“Love is not easily angered; does not fly off the handle” – 1 Corinthians 13:5
“Anger is a short madness.” – Horace
Mom anger is an uncomfortable but important topic for us to discuss. Statistically, it holds more potential to hurt children than bullies or scary strangers at the playground because of its greater frequency and probability. In anger mothers wound spirits, identities, and worse. How do we guard against it? Address its roots: impatience, shame, helplessness and fear.
To see how this plays out, let’s revisit the story of Christmas Eve 1996 from our last discussion. You have just reduced ¾ of your dear babies to tears because you blew your top. What were the root causes of your melt down?
Impatience: You wanted the children to clean their rooms. Not unreasonable, but the way you went about it was. First of all, it is unfair to ask three boys between the ages of 4 and 7 to go solo on picking up a space that was so trashed that an adult would have felt overwhelmed. You were impatient with their skill/maturity level and pushed them beyond it – an all too common mommy-blunder.
Shame: You can fight me on this if you wish, but no matter how old you get you will always long for Mom’s approval and feel shame when you don’t get it. That Christmas Eve you weren’t laboring out of love for your family; instead, your motivation was overcoming your Mom’s previously shaming remarks.
Helplessness: The goals you set that day were too impossible to reach at the level of excellence you were aiming for. Believing that a “good mom/wife/woman” would easily achieve it all, you were trying to prove yourself to yourself. Unfortunately you couldn’t make the cookies rollout right (choosing a new recipe was not the wisest), make three small boys clean like adults, and get everything else on your list done. You were helpless.

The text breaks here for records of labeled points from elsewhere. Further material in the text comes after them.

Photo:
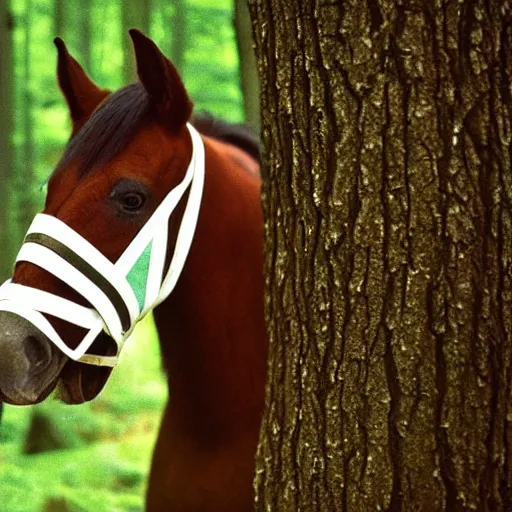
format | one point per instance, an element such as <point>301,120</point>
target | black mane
<point>111,128</point>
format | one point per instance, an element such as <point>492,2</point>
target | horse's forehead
<point>150,149</point>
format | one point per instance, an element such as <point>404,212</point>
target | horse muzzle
<point>30,363</point>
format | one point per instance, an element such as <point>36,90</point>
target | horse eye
<point>133,201</point>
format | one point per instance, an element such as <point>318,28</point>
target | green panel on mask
<point>138,276</point>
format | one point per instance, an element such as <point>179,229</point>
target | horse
<point>129,151</point>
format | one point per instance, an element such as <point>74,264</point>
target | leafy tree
<point>387,196</point>
<point>249,81</point>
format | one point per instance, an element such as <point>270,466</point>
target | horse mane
<point>239,134</point>
<point>115,123</point>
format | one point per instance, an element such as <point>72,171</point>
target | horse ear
<point>162,82</point>
<point>82,95</point>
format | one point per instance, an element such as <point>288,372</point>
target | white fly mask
<point>121,293</point>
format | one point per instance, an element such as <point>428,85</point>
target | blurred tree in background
<point>96,456</point>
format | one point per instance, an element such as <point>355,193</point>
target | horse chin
<point>81,383</point>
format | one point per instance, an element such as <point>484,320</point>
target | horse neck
<point>211,328</point>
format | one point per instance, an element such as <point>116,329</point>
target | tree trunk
<point>6,131</point>
<point>25,179</point>
<point>179,34</point>
<point>249,80</point>
<point>134,15</point>
<point>387,203</point>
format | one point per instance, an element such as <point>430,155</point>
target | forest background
<point>95,457</point>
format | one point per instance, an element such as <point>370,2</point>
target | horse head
<point>128,150</point>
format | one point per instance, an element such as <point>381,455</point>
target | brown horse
<point>128,150</point>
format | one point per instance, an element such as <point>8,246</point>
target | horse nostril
<point>36,352</point>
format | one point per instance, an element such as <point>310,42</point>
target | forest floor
<point>108,442</point>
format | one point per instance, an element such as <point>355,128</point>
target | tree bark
<point>249,80</point>
<point>6,132</point>
<point>387,204</point>
<point>25,178</point>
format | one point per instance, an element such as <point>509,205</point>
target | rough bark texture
<point>389,251</point>
<point>24,180</point>
<point>134,15</point>
<point>6,128</point>
<point>249,80</point>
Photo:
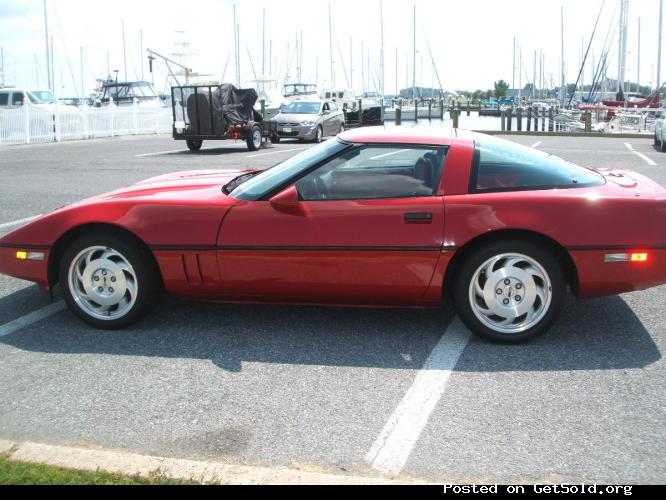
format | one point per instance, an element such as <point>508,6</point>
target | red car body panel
<point>211,246</point>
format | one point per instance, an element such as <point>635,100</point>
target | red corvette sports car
<point>370,218</point>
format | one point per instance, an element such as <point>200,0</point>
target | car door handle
<point>418,218</point>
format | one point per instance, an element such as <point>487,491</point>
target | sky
<point>471,41</point>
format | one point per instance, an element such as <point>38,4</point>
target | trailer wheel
<point>193,145</point>
<point>254,139</point>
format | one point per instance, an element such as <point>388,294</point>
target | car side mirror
<point>288,202</point>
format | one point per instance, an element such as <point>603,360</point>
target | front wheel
<point>107,281</point>
<point>510,291</point>
<point>193,145</point>
<point>254,139</point>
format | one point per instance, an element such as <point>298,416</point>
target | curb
<point>132,464</point>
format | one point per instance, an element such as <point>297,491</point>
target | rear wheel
<point>510,291</point>
<point>108,281</point>
<point>254,139</point>
<point>193,145</point>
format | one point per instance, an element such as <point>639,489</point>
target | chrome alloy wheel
<point>103,283</point>
<point>510,293</point>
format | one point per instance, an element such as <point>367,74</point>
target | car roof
<point>384,135</point>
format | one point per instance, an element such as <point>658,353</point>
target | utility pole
<point>661,14</point>
<point>46,37</point>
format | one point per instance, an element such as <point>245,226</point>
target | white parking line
<point>19,222</point>
<point>640,155</point>
<point>395,443</point>
<point>276,152</point>
<point>162,153</point>
<point>31,318</point>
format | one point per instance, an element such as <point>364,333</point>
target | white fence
<point>27,125</point>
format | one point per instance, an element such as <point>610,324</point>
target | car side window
<point>376,172</point>
<point>505,166</point>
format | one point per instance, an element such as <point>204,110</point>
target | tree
<point>500,89</point>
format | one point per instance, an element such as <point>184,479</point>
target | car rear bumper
<point>300,132</point>
<point>598,278</point>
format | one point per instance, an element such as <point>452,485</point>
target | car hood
<point>284,118</point>
<point>186,186</point>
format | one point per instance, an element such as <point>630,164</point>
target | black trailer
<point>218,112</point>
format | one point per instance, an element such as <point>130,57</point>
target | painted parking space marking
<point>145,155</point>
<point>395,443</point>
<point>640,155</point>
<point>31,318</point>
<point>16,223</point>
<point>277,152</point>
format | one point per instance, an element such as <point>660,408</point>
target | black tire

Fear: This was the main issue, really. Subconsciously you had decided that if you couldn’t pull off Christmas Eve the way you envisioned then your worst fears were true: you are not good enough.
This story actually has a happy ending. After blowing it, you see the roots of your anger and how silly it all is. Then you go back into the boys’ room, apologize, give hugs, wipe tears away and give them your full attention. In a sudden moment of inspiration you turn room cleaning into a game. “Alright, boys, let’s see how fast you can get all of your dirty clothes in the hamper. Ready, set, go!” They totally get into it so you repeat this for books and toys. They have a blast, the room is clean, you call Troy, he picks up some cookies from the store on the way home from work and you have a pleasant rest of the day. If only you could have done all this before you lost your temper!
So, when you start to drift from irritation to anger, ask yourself: what is the root of my frustration: impatience, shame, helplessness, or fear? Dealing with the root cause(s) will start you on the road to a solution instead of adding to the problem.